Seis meses desde que te fuiste. Ha vuelto mayo. Ha vuelto una vez más vestido de azul, pero a diferencia de todos los años anteriores de mi vida hoy no estás conmigo para abrazarte y darte un beso en la frente. Sabíamos que llegaría este día y todos tratamos de evitarlo pero contra el tiempo nada se puede y tarde o temprano las fechas se cumplen.

Hoy es el primer año que no estaremos juntos todos alrededor tuyo cantándote una canción. Hoy viene el recuerdo de otros tiempos cuando todos felices te acariciábamos con las palabras, recordando tiempos lejanos que ahora, sé más que nunca, ya no han de volver.

A veces en mis sueños te veo y siempre te sueño a la misma edad, aquella que tenías cuando me llevabas de tu mano y yo apenas podía caminar puesto mi saco azul con botones de madera. Aquella edad en que los días aún no nos habían traído tanta tristeza como la que en este día me mira desde la ventana mientras la lluvia me recuerda a las tardes añejas de Hualgayoc.

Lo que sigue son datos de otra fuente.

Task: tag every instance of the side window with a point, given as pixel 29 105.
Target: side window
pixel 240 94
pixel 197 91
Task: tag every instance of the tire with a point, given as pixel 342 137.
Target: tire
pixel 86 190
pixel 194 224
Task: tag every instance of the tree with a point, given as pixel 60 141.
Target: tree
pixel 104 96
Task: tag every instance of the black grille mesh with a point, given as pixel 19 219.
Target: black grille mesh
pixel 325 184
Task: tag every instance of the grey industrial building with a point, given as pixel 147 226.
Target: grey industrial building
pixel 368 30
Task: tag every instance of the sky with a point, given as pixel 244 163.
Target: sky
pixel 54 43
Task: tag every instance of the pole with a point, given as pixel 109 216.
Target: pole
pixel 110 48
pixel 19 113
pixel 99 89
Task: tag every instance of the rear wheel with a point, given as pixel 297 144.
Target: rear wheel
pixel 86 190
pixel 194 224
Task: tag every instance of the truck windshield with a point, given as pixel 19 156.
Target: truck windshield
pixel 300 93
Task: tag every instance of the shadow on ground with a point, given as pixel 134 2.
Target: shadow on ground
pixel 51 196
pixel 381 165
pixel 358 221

Ya no volveremos a vernos nunca más y eso es definitivo, pero aún te sueño y allí caminamos como antes y llevamos jamones frescos a las tiendas en medio de calles empedradas y de amaneceres distantes. En mis sueños no hay lluvia que nos moje ni pena que nos alcance, allí todo es felicidad.

Esta vez la ausencia me sabe fuerte y hay ganas de desterrase a cualquier parque para que nadie me encuentre. Hoy precisamente que la lluvia de mayo golpea la ventana y que tu recuerdo vuelve más por las flores que otros años nos traían. Desde que te fuiste no he vuelto a oír tus canciones que hace años grabamos en viejos casets, pero te sigo buscando en las historias que me contabas mientras llovía y yo era un niño en Hualgayoc.

Los caldos de chancua, las viejas lámparas de carburo, el viejo ropero con el inmenso espejo en el que tantas veces te miraste y en el que se miraron todos aquellos que hoy están contigo en esa dimensión desconocida y lejana. Aquí te extrañamos todos. Hemos tenido que aprender a sobrevivir sin ti.

El día que te fuiste todo se rompió. Yo estuve ahí porque Dios lo quiso así. Sabíamos que tarde o temprano ese barco partiría y que nada podíamos hacer, excepto llorar. Sabíamos que en cualquier momento también las angustias se acabarían para siempre, el frío, el dolor…

Aquí te extrañamos todos Mamajuana. Me cuesta tanto escribir tu nombre, inevitable que el invierno del alma humedezca mis ojos hasta desdibujar tu nombre. Inevitable que en este día te recuerde herido de pena y de tristeza y con las ganas infinitas de decirte lo que pocas veces te dije… ¡Cuánto te amo!